SuperBasic TCP Device - FAO Dilwyn?

Anything QL Software or Programming Related.
User avatar
NormanDunbar
Forum Moderator
Posts: 2273
Joined: Tue Dec 14, 2010 9:04 am
Location: Leeds, West Yorkshire, UK
Contact:

SuperBasic TCP Device - FAO Dilwyn?

Post by NormanDunbar »

I'm sure I read a query, I think from Dilwyn, about accessing his Web Page using the TCP device from SuperBASIC. If I did, I'm completely unable to find it!

Anyway, if there was such a query, the following works, but ....

Code: Select all

1000 CLS
1010 OPEN_IN #3,'tcp_www.dilwyn.me.uk:80'
1020 PRINT #3, 'GET /index.html HTTP/1.1' & CHR$(13) & CHR$(10);
1030 PRINT #3, 'HOST:dilwyn.me.uk' & CHR$(13) & CHR$(10) & CHR$(13) & CHR$(10);
1040 REPeat loop
1050   IF EOF(#3) THEN EXIT loop: END IF
1060   INPUT #3, html$
1070   FOR x = 1 TO LEN(html$)
1080     IF html$(x) = CHR$(13) THEN EXIT x: END IF
1090     PRINT html$(x);
1100   END FOR x
1110   PRINT
1120 END REPeat loop
1130 CLOSE #3
The result is as follows:

Code: Select all

HTTP/1.1 301 Moved Permanently
Date: Mon, 27 Feb 2017 20:22:17 GMT
Server: Apache/2.2.22 (Debian)
Location: http://www.dilwyn.me.uk/index.html
Vary: Accept-Encoding
Content-Length: 320
Content-Type: text/html; charset=iso-8859-1

<!DOCTYPE HTML PUBLIC "-//IETF//DTD HTML 2.0//EN">
<html><head>
<title>301 Moved Permanently</title>
</head><body>
<h1>Moved Permanently</h1>
<p>The document has moved <a href="http://www.dilwyn.me.uk/index.html">here</a>.</p>
<hr>
<address>Apache/2.2.22 (Debian) Server at dilwyn.me.uk Port 80</address>
</body></html>
Now the "buts":

1. It never hits EOF, so just sits there, looping the loop and printing nothing. CTRL+SPACE required. I suppose I could use the "Content-Length:" header to get the size of the data and work from that.

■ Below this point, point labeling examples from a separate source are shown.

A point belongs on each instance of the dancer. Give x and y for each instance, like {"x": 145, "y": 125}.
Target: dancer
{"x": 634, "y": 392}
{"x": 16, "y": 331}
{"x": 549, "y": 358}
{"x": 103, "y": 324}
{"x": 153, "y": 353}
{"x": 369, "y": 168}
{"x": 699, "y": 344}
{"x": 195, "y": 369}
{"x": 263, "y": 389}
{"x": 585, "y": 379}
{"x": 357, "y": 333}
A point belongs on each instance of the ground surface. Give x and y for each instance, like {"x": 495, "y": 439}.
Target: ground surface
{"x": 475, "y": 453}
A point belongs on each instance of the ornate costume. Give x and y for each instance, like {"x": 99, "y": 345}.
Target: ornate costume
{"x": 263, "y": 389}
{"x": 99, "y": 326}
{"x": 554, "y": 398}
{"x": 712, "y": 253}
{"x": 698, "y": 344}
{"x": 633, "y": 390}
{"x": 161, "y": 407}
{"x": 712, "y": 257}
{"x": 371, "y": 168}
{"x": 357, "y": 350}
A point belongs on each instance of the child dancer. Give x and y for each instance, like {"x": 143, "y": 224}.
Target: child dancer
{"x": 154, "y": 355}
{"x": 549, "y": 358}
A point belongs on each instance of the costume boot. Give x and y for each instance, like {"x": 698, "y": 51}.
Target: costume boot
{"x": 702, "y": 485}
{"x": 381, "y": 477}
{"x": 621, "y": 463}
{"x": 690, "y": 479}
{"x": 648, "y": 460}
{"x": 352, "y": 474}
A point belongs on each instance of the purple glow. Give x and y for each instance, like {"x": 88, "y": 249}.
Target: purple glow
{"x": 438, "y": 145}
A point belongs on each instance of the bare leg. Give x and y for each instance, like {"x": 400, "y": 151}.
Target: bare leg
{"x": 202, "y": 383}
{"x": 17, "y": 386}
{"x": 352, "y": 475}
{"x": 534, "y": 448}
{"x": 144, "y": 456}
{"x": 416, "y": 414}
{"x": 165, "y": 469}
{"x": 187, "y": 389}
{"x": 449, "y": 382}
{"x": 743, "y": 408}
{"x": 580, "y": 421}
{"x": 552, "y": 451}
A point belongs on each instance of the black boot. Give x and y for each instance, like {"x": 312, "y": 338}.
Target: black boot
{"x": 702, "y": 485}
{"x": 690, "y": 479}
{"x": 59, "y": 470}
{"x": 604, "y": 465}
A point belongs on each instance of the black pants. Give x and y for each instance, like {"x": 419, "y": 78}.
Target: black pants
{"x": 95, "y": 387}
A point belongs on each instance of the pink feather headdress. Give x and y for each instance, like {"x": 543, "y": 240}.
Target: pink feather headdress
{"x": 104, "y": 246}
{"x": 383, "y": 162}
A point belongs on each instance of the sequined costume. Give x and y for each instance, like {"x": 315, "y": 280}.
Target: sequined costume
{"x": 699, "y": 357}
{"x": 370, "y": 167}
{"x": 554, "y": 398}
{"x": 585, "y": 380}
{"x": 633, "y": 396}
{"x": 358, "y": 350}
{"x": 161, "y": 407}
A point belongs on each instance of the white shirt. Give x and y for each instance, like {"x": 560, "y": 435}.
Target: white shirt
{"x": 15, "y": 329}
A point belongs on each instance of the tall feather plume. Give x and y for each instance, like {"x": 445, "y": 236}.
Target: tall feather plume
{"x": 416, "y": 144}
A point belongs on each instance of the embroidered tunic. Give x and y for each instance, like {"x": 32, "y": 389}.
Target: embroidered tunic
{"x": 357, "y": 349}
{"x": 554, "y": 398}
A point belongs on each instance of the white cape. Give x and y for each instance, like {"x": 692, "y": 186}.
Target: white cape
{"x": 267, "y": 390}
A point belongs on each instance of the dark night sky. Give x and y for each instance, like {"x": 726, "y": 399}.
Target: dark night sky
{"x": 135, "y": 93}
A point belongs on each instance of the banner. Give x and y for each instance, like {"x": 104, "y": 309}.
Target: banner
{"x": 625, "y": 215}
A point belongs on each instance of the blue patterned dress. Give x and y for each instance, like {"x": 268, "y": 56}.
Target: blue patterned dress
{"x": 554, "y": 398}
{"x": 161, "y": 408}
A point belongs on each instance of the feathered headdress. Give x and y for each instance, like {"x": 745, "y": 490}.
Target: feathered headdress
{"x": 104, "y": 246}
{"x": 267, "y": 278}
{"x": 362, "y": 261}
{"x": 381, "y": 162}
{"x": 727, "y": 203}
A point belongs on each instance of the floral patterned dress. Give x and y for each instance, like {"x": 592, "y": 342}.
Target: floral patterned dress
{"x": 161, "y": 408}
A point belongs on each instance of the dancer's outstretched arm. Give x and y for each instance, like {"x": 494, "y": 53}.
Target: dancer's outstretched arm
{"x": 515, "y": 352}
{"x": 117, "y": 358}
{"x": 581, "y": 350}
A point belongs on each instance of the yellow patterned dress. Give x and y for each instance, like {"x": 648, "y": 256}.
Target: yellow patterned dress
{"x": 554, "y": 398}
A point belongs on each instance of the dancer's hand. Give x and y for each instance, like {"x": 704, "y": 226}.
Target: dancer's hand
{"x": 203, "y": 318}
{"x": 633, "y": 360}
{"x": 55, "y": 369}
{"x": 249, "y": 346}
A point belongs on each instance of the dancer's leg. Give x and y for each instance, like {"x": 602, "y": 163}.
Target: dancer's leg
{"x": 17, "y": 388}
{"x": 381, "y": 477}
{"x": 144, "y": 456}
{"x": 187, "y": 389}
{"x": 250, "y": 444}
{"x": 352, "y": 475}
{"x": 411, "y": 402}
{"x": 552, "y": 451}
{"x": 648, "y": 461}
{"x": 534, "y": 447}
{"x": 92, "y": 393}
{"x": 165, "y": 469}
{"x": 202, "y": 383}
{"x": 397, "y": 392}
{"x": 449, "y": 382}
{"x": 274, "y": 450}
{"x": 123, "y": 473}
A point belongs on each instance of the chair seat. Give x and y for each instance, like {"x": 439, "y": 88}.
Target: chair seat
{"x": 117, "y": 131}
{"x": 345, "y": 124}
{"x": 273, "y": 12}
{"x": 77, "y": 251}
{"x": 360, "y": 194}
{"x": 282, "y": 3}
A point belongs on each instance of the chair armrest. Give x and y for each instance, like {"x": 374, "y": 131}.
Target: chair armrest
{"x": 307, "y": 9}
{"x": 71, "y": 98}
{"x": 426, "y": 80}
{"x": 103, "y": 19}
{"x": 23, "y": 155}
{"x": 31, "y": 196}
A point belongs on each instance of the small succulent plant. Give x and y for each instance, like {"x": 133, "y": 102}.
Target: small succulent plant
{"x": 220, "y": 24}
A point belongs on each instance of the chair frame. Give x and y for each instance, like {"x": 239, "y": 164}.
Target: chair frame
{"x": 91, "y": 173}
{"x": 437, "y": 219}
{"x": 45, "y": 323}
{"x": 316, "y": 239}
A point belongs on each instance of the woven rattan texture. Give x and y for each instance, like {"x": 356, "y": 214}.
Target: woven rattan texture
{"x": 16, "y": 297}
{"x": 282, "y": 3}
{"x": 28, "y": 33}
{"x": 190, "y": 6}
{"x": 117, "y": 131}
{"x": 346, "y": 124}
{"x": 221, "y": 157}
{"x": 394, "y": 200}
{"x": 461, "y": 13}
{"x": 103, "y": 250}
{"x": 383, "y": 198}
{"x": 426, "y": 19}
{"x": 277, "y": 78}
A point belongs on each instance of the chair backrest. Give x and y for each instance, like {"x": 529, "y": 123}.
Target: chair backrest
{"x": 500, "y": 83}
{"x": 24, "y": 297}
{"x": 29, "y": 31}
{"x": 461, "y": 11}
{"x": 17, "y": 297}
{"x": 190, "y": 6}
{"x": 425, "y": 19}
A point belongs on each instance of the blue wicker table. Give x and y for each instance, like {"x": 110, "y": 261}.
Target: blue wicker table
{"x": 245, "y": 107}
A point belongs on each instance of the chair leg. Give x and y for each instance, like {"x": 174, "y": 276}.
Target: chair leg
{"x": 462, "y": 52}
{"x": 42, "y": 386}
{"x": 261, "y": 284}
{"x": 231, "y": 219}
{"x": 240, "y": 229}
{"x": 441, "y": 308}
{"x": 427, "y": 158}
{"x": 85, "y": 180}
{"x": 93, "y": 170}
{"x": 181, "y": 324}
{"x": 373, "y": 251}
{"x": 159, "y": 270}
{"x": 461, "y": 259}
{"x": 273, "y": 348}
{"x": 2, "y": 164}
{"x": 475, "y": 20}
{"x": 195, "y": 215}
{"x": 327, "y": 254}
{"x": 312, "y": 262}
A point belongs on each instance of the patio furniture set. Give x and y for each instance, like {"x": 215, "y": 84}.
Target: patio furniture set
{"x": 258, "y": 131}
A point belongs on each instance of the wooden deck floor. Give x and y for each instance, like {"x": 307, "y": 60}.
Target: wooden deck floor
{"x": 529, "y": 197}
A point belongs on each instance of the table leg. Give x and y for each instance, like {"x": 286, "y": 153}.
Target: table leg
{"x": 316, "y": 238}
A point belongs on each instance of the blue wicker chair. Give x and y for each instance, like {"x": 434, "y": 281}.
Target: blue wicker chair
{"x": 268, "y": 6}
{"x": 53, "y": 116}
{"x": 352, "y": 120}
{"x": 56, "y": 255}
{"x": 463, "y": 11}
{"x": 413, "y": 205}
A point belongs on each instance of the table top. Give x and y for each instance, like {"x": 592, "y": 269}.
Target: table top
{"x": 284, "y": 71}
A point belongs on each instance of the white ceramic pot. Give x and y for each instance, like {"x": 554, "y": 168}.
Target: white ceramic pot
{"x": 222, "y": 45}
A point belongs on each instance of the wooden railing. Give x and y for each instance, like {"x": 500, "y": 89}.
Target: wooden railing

2. OPEN_IN? WTF? I tried everything OPEN, OPEN_NEW, OPEN_OVER and either got EOF, or errors. I accidentally typed OPEN_IN and it bloody worked. But I'm PRINTing to an input channel. Confused? Yup, me too!

3. There needs to be Windows style line ends. CHR$(13), CHR$(10);

4. You need a blank line after sending the HOST command. Because most/all web sites are on shared servers.

5. I suspect the output won't be helpful. The error return from HTTP, in the first string returned, is always "HTTP/1.1 301 Moved Permanently" - Looks like there's more to the underlying use of HTTP than meets the eye!

6. There's always a blank line between the last header record and the actual content of the page.

7. The web site appears to have moved, but the location given for the new destination is, exactly the same as the one I just opened. I feel the need to RTFM (or at least the RFC) coming on soon!

HTH

Cheers,
Norm.


Why do they put lightning conductors on churches?
Author of Arduino Software Internals
Author of Arduino Interrupts

No longer on Twitter, find me on https://mastodon.scot/@NormanDunbar.
User avatar
tofro
Font of All Knowledge
Posts: 2700
Joined: Sun Feb 13, 2011 10:53 pm
Location: SW Germany

Re: SuperBasic TCP Device - FAO Dilwyn?

Post by tofro »

Norman,

some hints:
  1. The "Open key" for the open command of a socket is extremely important:
    D0=0 (old/exclusive, OPEN) just creates a socket without connecting it to anywhere. Not of much use from S*BASIC.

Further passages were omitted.